APT: 行動専門家事前学習による視覚・言語・行動ポリシーの指示汎化の向上

要旨

視覚・言語・行動（VLA）モデルは、事前学習された視覚・言語モデル（VLM）を連続行動エキスパートと結合することで、強力な操作性能を達成しているが、分布外（OOD）の言語指示への一般化は依然として不十分である。既知の課題として、VLAデータにおける構造的不均衡、すなわち言語が視覚や行動コンテンツに比べて多様性に乏しいため、方策が視覚的な近道に依存しやすくなることが挙げられる。離散行動手法は視覚言語の共学習によってこの問題を緩和するが、連続行動エキスパートにはそのような保護がなく、ランダム初期化から始まり不均衡なデータのみから学習するため、ノイズの多い勾配がVLMを損ない、その言語能力を活用できなくなる。我々はこの問題をベイズ的観点から捉え、方策を言語非依存の視覚・行動（VA）事前分布と言語条件付きVLA尤度に分解し、行動エキスパートの事前学習（Action expert PreTraining）を重視する2段階学習法APTを提案する。第1段階では、凍結したVLMからの視覚・行動ペアを用いて行動エキスパートをVA事前分布として事前学習し、言語の不均衡を回避する。第2段階では、ゲート付き融合機構により言語トークンを注入し、学習済みの視覚運動事前分布を保持しながらVLM特徴を統合する。APTは、π型およびGR00T型アーキテクチャを含む主流のVLAアーキテクチャに適用可能である。包括的な実験により、APTが未見の指示や構成タスクにおいて一貫した性能向上を達成することを検証した。プロジェクトページ: https://xukechun.github.io/papers/APT/

English

Vision-Language-Action (VLA) models that couple pretrained Vision-Language Models (VLMs) with continuous action experts have achieved strong manipulation performance, yet generalization to out-of-distribution (OOD) language instructions remains poor. A known challenge is the structural imbalance in VLA data, where language is far less diverse than visual and action content, making policies prone to visual shortcuts. While discrete-action methods mitigate this through vision-language co-training, continuous action experts lack such protection: they start from random initialization and learn entirely from imbalanced data, producing noisy gradients that corrupt the VLM and fail to exploit its language capability.

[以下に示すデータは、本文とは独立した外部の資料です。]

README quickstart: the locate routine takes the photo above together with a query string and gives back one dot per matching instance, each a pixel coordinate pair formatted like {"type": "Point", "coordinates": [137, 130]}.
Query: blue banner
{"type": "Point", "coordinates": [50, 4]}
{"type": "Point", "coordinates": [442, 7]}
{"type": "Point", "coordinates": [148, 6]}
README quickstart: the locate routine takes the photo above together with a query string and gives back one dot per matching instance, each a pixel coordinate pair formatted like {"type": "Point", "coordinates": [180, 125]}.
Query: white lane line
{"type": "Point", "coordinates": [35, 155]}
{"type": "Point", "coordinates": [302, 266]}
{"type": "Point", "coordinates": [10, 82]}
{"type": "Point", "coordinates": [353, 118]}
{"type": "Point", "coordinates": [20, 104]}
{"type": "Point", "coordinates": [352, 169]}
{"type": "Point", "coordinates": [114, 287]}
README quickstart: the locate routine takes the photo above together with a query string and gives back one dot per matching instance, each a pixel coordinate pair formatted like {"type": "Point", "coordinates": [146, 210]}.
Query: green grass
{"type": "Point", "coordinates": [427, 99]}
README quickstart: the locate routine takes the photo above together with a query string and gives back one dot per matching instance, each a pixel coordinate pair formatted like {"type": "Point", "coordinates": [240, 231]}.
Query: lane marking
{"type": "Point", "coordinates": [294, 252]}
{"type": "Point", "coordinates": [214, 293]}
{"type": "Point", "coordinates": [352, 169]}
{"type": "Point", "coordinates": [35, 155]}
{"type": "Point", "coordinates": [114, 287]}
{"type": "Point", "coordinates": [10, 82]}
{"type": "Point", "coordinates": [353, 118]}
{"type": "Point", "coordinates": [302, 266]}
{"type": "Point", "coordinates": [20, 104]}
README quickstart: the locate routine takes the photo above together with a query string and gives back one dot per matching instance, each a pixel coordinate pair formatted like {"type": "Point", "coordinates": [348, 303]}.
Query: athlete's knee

We address this from a Bayesian perspective, factorizing the policy into a language-agnostic Vision-Action (VA) prior and a language-conditioned VLA likelihood, and propose APT, a two-stage training method emphasizing Action expert PreTraining. In Stage 1, the action expert is pretrained as a VA prior on vision-action pairs from a frozen VLM, bypassing the language imbalance. In Stage 2, language tokens are injected through a gated fusion mechanism that integrates VLM features while preserving the learned visuomotor prior. APT applies to mainstream VLA architectures, including the π and GR00T-style architectures. Comprehensive experiments validate that APT achieves consistent gains on unseen instructions and compositional tasks. Project Page: https://xukechun.github.io/papers/APT/